Ah, Spring was in the air this weekend and it felt fantastic. I don’t know about you, but I woke up with a little it more pep in my step. When I took Mary for a walk yesterday, I just felt like a different person.
This is the time of year when my training clients start working on building up their race schedules. And this is also the time of year when I started hearing from runners about writing training schedules for spring, summer, and fall races.
As a running coach, I receive many inquiries about races mixed with a lot of hesitation. First time racers are often the most excited and reluctant to dive in to their racing debut. I absolutely understand this. It can be scary and overwhelming.
In many ways, signing up for a first race reminds of me walking into a new gym for the first time. We often have many of the same questions. What will the atmosphere be like? Will they immediately know that I don’t belong here? What if I get started and then am totally lost? What if I collapse and can’t make it through?
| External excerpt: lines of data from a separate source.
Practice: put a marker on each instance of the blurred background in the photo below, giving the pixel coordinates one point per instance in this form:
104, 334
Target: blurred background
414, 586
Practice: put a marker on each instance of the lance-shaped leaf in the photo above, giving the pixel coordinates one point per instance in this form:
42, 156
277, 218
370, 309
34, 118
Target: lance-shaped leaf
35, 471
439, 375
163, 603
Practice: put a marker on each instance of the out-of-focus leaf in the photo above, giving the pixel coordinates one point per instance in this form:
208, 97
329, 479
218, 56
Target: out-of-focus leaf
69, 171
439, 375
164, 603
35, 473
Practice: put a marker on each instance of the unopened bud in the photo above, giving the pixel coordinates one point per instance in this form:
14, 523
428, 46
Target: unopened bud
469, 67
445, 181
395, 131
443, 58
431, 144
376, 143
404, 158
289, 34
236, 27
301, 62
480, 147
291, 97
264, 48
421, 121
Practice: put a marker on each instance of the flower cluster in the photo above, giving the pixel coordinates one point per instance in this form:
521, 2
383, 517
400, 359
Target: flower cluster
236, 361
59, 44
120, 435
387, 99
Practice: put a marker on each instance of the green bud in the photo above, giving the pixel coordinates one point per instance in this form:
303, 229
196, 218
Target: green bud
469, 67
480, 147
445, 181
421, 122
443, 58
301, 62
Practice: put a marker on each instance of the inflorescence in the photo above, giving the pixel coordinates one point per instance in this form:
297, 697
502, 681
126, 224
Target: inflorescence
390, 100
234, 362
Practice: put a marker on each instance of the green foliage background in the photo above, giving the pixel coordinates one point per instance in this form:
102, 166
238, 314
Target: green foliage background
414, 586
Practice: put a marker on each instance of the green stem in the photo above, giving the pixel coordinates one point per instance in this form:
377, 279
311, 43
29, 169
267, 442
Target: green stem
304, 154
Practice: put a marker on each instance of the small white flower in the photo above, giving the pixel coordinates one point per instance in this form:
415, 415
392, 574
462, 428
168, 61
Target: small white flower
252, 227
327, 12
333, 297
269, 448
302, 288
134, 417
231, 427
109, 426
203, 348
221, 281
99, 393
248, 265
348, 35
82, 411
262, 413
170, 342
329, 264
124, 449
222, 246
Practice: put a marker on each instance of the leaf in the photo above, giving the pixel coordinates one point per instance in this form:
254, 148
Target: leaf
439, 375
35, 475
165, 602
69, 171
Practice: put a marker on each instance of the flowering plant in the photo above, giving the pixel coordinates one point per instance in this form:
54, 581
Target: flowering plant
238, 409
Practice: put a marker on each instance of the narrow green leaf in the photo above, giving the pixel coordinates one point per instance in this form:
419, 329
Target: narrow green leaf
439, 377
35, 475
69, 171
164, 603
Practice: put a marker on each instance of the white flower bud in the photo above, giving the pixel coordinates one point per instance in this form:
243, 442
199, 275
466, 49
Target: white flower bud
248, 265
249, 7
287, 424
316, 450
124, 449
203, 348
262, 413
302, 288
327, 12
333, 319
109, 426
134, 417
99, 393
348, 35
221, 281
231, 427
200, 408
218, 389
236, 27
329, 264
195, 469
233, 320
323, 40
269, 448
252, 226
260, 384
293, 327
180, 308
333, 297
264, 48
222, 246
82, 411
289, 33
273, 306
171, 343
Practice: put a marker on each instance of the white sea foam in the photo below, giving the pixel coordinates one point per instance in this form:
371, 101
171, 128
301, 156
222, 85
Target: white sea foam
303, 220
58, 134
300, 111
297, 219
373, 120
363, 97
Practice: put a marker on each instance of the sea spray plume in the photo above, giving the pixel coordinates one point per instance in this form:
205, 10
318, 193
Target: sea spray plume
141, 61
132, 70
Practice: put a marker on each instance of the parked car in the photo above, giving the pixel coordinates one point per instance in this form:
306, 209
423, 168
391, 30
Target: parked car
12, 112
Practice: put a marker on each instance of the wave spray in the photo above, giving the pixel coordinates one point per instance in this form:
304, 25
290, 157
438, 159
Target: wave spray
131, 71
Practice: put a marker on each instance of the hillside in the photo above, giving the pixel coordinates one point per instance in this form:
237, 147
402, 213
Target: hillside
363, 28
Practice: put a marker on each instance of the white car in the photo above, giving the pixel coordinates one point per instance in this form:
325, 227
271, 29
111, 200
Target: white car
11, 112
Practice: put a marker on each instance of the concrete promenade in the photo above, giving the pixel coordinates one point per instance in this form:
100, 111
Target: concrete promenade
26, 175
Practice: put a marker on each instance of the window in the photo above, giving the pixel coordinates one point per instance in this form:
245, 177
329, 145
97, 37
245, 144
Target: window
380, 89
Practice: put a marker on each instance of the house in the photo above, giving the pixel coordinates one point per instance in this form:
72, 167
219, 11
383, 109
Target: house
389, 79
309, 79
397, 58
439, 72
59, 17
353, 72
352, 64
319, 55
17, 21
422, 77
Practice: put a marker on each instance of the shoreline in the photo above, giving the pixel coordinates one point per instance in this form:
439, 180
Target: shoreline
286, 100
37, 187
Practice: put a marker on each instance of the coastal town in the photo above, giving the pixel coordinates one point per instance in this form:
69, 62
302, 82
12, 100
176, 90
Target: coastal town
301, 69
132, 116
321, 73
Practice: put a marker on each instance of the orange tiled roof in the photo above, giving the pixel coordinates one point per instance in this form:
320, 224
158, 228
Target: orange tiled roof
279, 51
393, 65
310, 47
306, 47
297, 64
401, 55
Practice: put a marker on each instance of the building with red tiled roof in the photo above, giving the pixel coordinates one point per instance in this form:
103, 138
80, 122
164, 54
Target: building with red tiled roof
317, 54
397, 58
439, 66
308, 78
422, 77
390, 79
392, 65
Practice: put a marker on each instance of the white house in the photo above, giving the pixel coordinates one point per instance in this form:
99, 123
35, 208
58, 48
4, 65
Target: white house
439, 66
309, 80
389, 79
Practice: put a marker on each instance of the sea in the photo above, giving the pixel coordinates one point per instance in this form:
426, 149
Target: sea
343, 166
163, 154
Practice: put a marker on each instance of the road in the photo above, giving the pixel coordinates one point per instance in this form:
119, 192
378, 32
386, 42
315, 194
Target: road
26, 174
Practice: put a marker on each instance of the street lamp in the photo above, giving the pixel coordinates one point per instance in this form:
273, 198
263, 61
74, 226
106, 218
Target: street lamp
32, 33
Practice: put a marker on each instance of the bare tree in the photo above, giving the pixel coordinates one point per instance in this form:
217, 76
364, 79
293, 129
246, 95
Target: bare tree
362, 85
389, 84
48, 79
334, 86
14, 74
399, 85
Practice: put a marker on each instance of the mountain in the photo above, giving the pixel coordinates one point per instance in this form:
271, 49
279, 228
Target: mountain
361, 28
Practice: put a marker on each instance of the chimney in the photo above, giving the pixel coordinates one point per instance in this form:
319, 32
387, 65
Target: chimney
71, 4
These are legit concerns. However, I can assure you that in almost any race you choose to partake in, you will be one of many first time racers. 99% of races are both welcoming and meant to be for first timers. Below are some tips to help you with first time racing.
First, decide on a distance: If you are new to running and racing, I would recommend trying a 5k (3.1 miles). This is a manageable distance for almost any level of runner. Most 5k’s even have a walking option and allow ample time for walkers.
Not feeling the 5k? No problem. There are plenty of other distances. Just because you have never run or never raced doesn’t mean you can’t do another distance. In fact, I have coached dozens of first time runners who jumped right into the marathon distance. Just be aware that you will need to allow yourself ample time to train. First time runners and marathoners will want to plan on some extra training time to prepare themselves.
Do your research and find a race that suits your style: Just like runners, races come in all shapes and sizes. There are road races and trail races. You can find a fun race like a color run or something more intense like a mud run. Some races are flat while others pride themselves on butt kicking hills. Courses can be an out and back (meaning you will see the same views twice) or a winding loop. Races can hold just a few hundred runners while big events like major marathons welcome tens of thousands of runners.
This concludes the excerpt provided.